White Blood Cells: Vidaza seems to whack them, but they recover quickly.
Platelets: Vidaza seems to have a bit of a harsh effect here, too, although most recently, her platelet count has been falling anyway.
Neutrophils: These are very good white blood cells – first responders to bacterial infections – and these are well into the normal range, after having been far off at one time.
Monocytes: Again, Beth has “chronic myelomonocitic leukemia” (CMML), and so getting these into the normal range appears to be a good thing.
Please note that none of the above is a genuine medical opinion, just the musings of someone who has an interest in figuring out what these numbers mean.

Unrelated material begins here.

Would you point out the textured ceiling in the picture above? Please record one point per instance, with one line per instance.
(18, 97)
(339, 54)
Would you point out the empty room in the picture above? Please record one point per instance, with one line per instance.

Click on the chart to view a larger version. The last column is mostly blank because I don’t get all of these numbers right away. But Beth did get a blood sample on Monday and we do know that she needs this transfusion.
A couple of days ago, we thought Beth might go in for another blood transfusion, but that didn’t quite work out. Today I’m planning to take her in for a couple of units. As I mentioned yesterday, her cut-off point is a hemoglobin level of 8.5. She’s getting this transfusion because she’s at 8.4. She got her last transfusions at 6.9; maybe these today will bring her up to a level of “refreshing” that she hasn’t experienced for quite some time. Just in time for Vidaza next week.
Yesterday I met with my pastor, Matt, and some deacons from the church. They are so incredibly gracious. It is a tremendous blessing to be a part of such a community.